Note: This bug is displayed in read-only format because the product is no longer active in Red Hat Bugzilla.

Bug 1744046

Summary:	e2e failed: Failed to connect to kube-apiserver Kube API and openshift-apiserver OpenShift API due to dns issue
Product:	OpenShift Container Platform	Reporter:	zhou ying <yinzhou>
Component:	Installer	Assignee:	Abhinav Dahiya <adahiya>
Installer sub component:	openshift-installer	QA Contact:	sheng.lao <shlao>
Status:	CLOSED ERRATA	Docs Contact:
Severity:	low
Priority:	high	CC:	anli, aos-bugs, bleanhar, piqin
Version:	4.2.0
Target Milestone:	---
Target Release:	4.3.0
Hardware:	Unspecified
OS:	Unspecified
Whiteboard:
Fixed In Version:		Doc Type:	If docs needed, set a value
Doc Text:		Story Points:	---
Clone Of:		Environment:
Last Closed:	2020-01-23 11:05:22 UTC	Type:	Bug
Regression:	---	Mount Type:	---
Documentation:	---	CRM:
Verified Versions:		Category:	---
oVirt Team:	---	RHEL 7.3 requirements from Atomic Host:
Cloudforms Team:	---	Target Upstream Version:
Embargoed:
Bug Depends On:	1745720
Bug Blocks:

Description zhou ying 2019-08-21 08:14:57 UTC

Description of problem:
Failed test: https://prow.k8s.io/view/gcs/origin-ci-test/logs/canary-openshift-ocp-installer-e2e-gcp-serial-4.2/24


Failed error: 
fail [k8s.io/kubernetes/test/e2e/e2e.go:104]: Unexpected error:
    <*url.Error | 0xc003334300>: {
        Op: "Get",
        URL: "https://api.ci-op-x3fpxir9-03113.origin-ci-int-gce.dev.openshift.com:6443/api/v1/nodes?fieldSelector=spec.unschedulable%3Dfalse&resourceVersion=0",
        Err: {
            Op: "dial",
            Net: "tcp",
            Source: nil,
            Addr: nil,
            Err: {
                Err: "no such host",
                Name: "api.ci-op-x3fpxir9-03113.origin-ci-int-gce.dev.openshift.com",
                Server: "10.142.15.249:53",
                IsTimeout: false,
                IsTemporary: false,
            },
        },
    }
    Get https://api.ci-op-x3fpxir9-03113.origin-ci-int-gce.dev.openshift.com:6443/api/v1/nodes?fieldSelector=spec.unschedulable%3Dfalse&resourceVersion=0: dial tcp: lookup api.ci-op-x3fpxir9-03113.origin-ci-int-gce.dev.openshift.com on 10.142.15.249:53: no such host
occurred

Aug 20 10:32:03.010 E kube-apiserver Kube API is not responding to GET requests
Aug 20 10:32:03.010 E openshift-apiserver OpenShift API is not responding to GET requests

Version-Release number of selected component (if applicable):
redhat-openshift-release-informing#redhat-canary-openshift-ocp-installer-e2e-gcp-serial-4.2

How reproducible:
always

Comment 1 Dan Mace 2019-08-21 13:16:44 UTC

Looks like something related to the DNS record for the API server, which is part of the installer. The DNS component is for cluster DNS bugs (e.g. CoreDNS). Routing would be appropriate for DNS issues related to routes.

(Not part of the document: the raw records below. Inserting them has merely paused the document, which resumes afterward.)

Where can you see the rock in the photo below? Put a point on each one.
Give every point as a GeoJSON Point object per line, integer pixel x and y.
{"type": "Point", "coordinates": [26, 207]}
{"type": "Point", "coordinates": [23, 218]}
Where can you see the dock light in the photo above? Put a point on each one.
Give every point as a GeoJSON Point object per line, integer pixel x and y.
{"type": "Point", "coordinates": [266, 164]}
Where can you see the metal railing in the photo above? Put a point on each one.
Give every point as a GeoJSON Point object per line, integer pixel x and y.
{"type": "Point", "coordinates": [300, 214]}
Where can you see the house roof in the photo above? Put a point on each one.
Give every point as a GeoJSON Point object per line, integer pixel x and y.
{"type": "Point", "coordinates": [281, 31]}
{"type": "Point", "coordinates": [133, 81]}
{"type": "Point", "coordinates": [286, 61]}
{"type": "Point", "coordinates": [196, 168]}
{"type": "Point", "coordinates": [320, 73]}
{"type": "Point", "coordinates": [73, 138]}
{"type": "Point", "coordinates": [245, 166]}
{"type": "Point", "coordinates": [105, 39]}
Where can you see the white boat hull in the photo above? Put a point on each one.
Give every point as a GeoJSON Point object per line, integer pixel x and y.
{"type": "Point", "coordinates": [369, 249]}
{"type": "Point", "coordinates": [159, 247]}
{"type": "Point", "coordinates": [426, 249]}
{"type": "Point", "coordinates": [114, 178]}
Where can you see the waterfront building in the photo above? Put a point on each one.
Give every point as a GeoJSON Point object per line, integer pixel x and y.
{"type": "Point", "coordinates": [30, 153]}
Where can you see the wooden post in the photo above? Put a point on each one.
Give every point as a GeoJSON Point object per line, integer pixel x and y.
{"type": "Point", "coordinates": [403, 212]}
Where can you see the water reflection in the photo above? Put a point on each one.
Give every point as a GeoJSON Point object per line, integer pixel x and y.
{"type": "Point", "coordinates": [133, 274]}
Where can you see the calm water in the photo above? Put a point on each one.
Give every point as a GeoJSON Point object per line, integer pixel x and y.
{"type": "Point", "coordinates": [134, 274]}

Hope that helps clarify. I reassigned this to the Installer component. Let me know if that was a mistake!

Comment 2 Abhinav Dahiya 2019-08-21 23:26:09 UTC

```
E0820 10:28:31.227539     244 reflector.go:126] github.com/openshift/origin/pkg/monitor/operator.go:126: Failed to list *v1.ClusterOperator: Get https://api.ci-op-x3fpxir9-03113.origin-ci-int-gce.dev.openshift.com:6443/apis/config.openshift.io/v1/clusteroperators?limit=500&resourceVersion=0: dial tcp: lookup api.ci-op-x3fpxir9-03113.origin-ci-int-gce.dev.openshift.com on 10.142.15.249:53: no such host
```

The IP `10.142.15.249:53` that is being requested for DNS

> https://github.com/openshift/installer/blob/63bb767efaafde1b0daf9638b7f0889af97cff8f/pkg/types/defaults/installconfig.go#L17-L19

the cluster network (pod cidr) is 10.128.0.0/14 (First IP 10.128.0.0 Last IP 10.131.255.255)
the machine network (machine cidr) is 10.0.0./16 (First IP 10.0.0.0 Last IP 10.0.255.255)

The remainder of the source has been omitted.